For their part, the mayors of Saipan, the Northern Islands, Rota and Tinian told the president: “Slowly but surely the Atiquities Act is being used as the tool to close our marine waters to fishing and other extractive purposes for political reasons that have nothing to do with us…. We believe this monument expansion proposal is just the first step in expanding the Marianas Tench, Rose Atoll and Papahanaumokuakea MNMs.”

CNMI leaders also noted the unfulfilled promises that the federal government made to them when the commonwealth agreed to the creation of the Marianas Trench marine monument.

Among the promises were allowing the CNMI to co-manage the monument, the establishment of visitors park and a patrol vessel that was to be provided to the commonwealth.

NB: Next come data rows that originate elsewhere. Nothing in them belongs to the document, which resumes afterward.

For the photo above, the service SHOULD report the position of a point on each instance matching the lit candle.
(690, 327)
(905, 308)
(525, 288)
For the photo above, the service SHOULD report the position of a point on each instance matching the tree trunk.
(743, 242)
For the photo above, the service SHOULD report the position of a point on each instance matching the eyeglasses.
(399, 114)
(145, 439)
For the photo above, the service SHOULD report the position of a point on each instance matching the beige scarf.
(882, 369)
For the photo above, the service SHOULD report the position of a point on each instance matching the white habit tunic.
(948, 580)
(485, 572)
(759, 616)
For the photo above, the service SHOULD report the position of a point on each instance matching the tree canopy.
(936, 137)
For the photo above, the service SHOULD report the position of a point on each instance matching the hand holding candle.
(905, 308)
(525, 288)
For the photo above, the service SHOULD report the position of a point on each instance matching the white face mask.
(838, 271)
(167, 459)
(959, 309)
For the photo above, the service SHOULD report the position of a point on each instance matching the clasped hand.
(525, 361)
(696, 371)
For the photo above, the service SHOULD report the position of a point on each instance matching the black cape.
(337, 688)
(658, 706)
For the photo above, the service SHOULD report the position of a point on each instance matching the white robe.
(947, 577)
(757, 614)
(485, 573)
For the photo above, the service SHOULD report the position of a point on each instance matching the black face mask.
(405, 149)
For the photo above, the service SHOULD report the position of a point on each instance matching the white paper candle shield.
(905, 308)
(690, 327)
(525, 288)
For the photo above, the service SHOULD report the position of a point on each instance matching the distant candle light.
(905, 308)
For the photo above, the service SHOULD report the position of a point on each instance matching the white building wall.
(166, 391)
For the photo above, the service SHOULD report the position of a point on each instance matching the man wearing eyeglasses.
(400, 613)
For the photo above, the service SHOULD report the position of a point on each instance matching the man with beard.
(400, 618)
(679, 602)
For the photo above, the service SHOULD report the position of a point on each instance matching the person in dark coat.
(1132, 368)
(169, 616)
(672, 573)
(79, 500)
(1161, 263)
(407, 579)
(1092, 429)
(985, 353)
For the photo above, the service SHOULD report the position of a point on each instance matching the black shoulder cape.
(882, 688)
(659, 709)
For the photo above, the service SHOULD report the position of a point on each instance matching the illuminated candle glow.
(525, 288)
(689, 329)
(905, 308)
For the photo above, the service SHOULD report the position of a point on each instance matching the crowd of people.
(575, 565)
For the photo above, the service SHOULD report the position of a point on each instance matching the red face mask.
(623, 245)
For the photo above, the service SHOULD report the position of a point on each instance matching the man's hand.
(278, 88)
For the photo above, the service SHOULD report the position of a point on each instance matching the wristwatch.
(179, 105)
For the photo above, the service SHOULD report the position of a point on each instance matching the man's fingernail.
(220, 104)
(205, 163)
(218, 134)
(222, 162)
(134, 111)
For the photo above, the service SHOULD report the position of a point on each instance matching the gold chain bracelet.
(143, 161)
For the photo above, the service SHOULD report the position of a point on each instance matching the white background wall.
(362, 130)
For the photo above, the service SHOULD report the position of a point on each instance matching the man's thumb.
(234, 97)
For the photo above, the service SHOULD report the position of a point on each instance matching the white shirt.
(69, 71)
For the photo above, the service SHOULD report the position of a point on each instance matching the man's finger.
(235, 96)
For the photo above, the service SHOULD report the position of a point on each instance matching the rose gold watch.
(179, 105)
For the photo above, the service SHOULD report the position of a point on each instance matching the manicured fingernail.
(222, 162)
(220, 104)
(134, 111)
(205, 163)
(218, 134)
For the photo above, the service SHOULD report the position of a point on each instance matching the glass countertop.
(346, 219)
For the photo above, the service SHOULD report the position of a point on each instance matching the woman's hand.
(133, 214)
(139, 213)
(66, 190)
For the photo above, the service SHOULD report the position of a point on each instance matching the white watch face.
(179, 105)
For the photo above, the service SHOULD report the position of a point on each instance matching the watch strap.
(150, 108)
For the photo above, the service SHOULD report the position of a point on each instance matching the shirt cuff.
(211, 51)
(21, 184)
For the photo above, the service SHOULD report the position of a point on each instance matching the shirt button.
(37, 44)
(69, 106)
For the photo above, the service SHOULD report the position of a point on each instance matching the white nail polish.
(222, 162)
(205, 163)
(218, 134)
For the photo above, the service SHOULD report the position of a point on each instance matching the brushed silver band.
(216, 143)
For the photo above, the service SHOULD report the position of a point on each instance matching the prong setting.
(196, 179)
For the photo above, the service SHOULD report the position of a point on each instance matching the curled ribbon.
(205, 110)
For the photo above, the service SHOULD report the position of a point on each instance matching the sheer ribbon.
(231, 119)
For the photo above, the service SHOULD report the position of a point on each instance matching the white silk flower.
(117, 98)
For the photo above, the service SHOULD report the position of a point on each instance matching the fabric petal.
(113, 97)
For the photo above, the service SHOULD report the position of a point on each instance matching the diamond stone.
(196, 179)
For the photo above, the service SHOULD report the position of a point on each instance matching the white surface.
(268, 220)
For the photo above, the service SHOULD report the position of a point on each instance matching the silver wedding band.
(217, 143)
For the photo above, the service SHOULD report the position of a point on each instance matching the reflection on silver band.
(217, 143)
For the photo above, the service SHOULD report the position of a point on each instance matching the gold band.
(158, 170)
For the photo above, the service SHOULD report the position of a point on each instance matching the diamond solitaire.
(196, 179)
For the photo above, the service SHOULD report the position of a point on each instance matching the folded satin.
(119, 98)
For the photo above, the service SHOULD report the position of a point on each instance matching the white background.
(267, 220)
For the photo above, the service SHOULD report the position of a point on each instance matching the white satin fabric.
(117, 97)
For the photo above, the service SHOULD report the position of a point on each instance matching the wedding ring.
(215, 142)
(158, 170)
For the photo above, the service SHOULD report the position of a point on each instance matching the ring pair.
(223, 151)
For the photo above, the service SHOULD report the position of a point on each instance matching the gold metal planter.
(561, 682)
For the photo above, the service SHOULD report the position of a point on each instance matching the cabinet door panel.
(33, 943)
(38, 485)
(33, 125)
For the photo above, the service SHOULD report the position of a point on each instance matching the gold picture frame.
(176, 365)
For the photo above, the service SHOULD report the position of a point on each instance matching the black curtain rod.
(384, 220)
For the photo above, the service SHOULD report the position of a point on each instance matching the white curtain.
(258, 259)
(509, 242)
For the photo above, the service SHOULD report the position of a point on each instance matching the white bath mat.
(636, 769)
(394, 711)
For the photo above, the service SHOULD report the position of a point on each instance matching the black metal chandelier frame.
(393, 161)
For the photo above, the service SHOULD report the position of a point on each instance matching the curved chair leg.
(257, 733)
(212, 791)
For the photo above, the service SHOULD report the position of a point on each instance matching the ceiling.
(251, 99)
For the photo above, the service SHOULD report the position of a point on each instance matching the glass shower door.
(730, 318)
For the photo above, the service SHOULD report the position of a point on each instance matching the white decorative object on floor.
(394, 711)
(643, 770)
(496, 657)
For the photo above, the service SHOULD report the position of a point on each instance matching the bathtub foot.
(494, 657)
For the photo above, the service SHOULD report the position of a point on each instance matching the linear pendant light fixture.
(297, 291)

In his letter, Governor Inos said the federal government failed to fulfill its promises.

Guam Gov. Eddie Baza Calvo said: “A complete ban on nearly all activities is disproportionate to current management concerns and is in contrast to the direction given to the Pacific Islands regional planning body for which Guam is an active member…. I humbly request that the expansion of the current monument boundaries be tabled and further discussed with the Western Pacific Regional Fishery Management Council and that it be allowed to exist in perpetuity.”

In his letter to the White House, American Samoa Gov. Lolo M. Moliga said the expansion is “demoralizing and it is quite disturbing that the proponents for the expansion are individuals who have no basic understanding of what the expansion will do to the lives of the affected people.”

He said by not consulting other island territories, the White House “epitomizes the typical federal attitude that island residents whose lives are directly affected are not entitled to participate in the process of consultation to ascertain how they feel about the proposed measure.”

He added, “As a territory of the U.S., we have no vote on the floor of Congress, but we hope that as a person who grew up in the U.S. Pacific Islands, you will recall the intrinsic importance of the sea to the Pacific islanders, not only for their subsistence living but also for the economic survival of our islands. I implore you to please not expand the existing monuments or create new marine national monuments in the U.S. Pacific Islands.”